Artificial intelligence algorithms can help predict a person’s political ideology based on their facial characteristics, a study conducted in Denmark found.
The tech found right-wing politicians were more likely to have happy facial expressions in photos while people pictured with neutral facial expressions were more likely to identify as left-wing, the study said.
The study, “Using deep learning to predict ideology from facial photographs: expressions, beauty, and extra-facial information,” found that AI can predict a person’s political ideology with 61% accuracy when analyzing a photo of a person.
Deep learning, a method in AI where computer scientists teach computers to learn and process information similar to humans, can be used to make predictions about people based on photographs alone, the researchers explained in their paper, which was published in Scientific Reports.
The scientists tried to pin down exactly “what information contributes to the predictive success of these techniques,” according to researchers.
Humans are able to read another person’s face and make judgments almost immediately about personality, intelligence and even political ideology. Study author Stig Hebbelstrup Rye Rasmussen of Arhus University and his colleagues explored if computational neural networks – algorithms that mimic the structure and function of human brains – can predict a person’s political ideology based on a single photo alone.
The scientists trained the neural network with thousands of photos of politicians from the nation’s 2017 municipal elections, noting the elections were not highly polarized nor competitive, and referred to the politicians as the “last amateurs in politics.”
They did away with any photos of candidates who were not explicitly left- or right-wing, were not of European ethnic origin or had been photographed with a beard. The photos only depicted the facial features of the candidates, not photos with backgrounds that could alter predictions. The researchers were then left with 4,647 photos of political candidates, 1,442 of which depicted female politicians.
The researchers used facial expression recognition technology from Microsoft to measure the emotional state seen in the photos, as well as other algorithms to determine attractiveness and even masculinity of the candidates. They also used a handful of photos of Danish parliamentarians to test the algorithm’s accuracy.
In all, the research found that the AI trained on the data could accurately predict ideology to the tune of 61% – showing the algorithms could predict political affiliation better than pure chance.
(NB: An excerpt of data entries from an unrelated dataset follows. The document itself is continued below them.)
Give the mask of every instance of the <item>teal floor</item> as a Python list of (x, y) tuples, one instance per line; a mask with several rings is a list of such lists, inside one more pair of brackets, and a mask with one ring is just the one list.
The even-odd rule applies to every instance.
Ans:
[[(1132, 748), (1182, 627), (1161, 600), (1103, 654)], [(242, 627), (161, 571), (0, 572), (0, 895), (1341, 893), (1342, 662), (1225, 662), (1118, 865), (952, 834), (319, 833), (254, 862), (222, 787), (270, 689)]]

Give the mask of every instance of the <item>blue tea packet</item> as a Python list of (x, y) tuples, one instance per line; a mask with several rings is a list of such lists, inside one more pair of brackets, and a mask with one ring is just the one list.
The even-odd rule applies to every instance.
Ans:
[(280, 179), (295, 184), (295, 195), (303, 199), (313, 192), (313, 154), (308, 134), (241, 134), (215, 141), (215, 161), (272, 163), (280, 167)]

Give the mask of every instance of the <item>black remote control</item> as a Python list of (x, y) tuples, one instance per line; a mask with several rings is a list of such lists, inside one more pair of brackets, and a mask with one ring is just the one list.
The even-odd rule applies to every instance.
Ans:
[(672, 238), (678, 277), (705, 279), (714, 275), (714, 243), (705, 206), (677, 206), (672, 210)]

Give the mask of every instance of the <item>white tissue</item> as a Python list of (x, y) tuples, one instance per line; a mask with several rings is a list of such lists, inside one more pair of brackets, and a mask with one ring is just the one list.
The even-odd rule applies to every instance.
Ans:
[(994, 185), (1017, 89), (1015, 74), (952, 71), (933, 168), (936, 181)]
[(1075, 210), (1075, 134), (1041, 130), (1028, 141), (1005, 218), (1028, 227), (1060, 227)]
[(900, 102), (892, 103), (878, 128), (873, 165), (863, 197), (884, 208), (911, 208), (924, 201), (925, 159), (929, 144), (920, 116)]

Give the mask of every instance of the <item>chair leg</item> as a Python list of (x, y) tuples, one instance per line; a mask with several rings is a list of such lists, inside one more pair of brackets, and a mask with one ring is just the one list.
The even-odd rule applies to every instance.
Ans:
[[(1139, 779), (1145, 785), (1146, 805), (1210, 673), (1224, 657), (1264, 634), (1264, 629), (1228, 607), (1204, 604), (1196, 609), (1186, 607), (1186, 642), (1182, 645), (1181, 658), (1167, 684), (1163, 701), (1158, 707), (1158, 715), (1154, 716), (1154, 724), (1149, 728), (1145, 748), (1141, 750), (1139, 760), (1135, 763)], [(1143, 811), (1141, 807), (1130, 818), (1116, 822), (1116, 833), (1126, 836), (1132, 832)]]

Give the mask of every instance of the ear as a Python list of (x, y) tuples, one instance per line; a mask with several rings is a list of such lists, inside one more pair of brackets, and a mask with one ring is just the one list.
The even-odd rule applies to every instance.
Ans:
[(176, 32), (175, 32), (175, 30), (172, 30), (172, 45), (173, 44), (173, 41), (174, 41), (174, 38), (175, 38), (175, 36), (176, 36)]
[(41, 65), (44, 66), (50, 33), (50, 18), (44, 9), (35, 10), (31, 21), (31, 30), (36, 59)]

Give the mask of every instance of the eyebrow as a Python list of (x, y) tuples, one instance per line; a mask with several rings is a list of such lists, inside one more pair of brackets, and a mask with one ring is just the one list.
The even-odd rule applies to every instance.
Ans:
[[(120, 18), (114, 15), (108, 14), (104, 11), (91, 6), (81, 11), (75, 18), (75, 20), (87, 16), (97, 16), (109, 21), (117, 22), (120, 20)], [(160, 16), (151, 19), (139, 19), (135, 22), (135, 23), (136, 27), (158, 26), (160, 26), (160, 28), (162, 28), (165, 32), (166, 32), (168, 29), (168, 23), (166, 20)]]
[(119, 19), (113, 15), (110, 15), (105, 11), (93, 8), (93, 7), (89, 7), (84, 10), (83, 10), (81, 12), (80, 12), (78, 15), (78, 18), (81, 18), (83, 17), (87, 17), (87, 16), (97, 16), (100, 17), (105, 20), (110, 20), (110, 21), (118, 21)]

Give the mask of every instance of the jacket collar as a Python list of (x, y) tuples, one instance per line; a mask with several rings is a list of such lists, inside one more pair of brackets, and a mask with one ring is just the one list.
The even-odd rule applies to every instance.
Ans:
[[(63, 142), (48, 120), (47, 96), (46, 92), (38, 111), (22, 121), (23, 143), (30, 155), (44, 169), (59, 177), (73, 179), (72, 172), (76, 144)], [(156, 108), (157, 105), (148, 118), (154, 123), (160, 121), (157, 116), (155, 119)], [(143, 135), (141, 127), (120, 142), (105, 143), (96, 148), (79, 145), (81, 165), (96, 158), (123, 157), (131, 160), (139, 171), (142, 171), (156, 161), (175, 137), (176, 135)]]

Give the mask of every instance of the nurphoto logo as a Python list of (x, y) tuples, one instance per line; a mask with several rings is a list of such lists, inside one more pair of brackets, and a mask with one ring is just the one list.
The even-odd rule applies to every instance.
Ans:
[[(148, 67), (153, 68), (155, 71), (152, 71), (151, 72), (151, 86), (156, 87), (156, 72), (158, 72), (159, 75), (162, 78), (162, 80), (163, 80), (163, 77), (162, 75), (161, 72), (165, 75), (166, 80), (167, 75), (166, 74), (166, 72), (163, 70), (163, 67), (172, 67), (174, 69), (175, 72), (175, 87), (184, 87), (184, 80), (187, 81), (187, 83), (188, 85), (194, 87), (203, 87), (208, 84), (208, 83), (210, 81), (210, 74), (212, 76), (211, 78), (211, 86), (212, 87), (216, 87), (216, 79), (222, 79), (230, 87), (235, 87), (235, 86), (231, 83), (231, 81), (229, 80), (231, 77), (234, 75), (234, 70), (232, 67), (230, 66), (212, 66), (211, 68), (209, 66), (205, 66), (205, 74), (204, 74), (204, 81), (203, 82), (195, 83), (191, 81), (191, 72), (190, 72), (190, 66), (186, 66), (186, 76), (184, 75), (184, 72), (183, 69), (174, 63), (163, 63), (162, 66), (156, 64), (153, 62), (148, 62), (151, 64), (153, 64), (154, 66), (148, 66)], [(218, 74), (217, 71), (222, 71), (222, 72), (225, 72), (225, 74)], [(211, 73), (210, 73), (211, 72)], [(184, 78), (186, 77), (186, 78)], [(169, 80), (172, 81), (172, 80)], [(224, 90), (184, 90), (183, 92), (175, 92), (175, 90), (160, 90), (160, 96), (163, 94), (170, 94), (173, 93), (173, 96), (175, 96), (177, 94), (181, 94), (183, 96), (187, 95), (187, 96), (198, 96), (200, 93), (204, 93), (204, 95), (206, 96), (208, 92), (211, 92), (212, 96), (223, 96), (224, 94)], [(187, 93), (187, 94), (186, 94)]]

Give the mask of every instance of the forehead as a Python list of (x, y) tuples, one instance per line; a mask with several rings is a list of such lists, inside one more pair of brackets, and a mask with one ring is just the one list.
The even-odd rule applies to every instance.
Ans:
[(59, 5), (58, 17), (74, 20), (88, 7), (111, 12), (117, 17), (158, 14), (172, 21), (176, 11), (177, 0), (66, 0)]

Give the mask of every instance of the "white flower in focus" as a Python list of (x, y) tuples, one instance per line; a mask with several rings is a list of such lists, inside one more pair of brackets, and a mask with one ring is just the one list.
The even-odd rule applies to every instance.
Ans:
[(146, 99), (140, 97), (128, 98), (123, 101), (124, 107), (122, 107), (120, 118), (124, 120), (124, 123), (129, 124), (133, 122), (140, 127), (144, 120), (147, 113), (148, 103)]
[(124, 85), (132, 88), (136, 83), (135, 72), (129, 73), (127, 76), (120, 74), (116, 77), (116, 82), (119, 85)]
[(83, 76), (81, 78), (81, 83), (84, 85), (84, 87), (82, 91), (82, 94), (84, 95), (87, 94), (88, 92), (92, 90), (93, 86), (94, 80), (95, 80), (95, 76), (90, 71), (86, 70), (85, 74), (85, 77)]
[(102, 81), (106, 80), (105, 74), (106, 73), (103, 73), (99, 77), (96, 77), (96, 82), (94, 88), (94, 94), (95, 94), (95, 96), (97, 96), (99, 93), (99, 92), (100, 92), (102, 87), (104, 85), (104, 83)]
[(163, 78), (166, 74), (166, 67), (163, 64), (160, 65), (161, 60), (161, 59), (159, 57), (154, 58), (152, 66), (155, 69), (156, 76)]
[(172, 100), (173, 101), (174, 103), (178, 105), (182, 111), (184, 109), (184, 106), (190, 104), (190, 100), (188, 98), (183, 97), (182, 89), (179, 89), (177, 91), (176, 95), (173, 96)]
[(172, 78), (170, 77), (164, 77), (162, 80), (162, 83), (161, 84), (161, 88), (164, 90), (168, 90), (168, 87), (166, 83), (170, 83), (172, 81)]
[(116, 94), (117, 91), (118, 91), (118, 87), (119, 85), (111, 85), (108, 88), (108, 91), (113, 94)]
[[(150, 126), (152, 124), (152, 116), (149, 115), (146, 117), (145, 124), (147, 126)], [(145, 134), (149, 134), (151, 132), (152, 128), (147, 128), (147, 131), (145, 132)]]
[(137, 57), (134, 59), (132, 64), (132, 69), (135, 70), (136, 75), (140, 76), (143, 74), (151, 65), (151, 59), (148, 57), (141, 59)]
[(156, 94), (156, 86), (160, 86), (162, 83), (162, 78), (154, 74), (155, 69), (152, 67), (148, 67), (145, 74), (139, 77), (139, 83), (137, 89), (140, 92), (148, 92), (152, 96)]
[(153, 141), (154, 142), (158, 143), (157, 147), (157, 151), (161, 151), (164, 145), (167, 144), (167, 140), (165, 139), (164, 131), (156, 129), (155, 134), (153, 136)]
“Our results confirmed the threat to privacy posed by deep learning approaches,” the researchers wrote. “Using a pre-developed and readily available network that was trained and validated exclusively on publicly available data, we were able to predict the ideology of the pictured person roughly 60% of the time in two samples.”
The research found female politicians who were more attractive were more likely conservative, while attractiveness and masculinity for men was not tied to political ideology. Faces of both men and women who appeared happier were also more likely to be right-wing, while neutral facial expressions meant the politicians were more likely members of left-wing parties. The study added that though it was more rare, women who showed contempt on their faces were more likely left-leaning.
“We also provide the first demonstration that model-predicted ideology connects to independently classifiable features of the face,” the study said. “For females (though not males), high attractiveness scores were found among those the model identified as likely to be conservative. These results are credible given that previous research using human raters has also highlighted a link between attractiveness and conservatism.”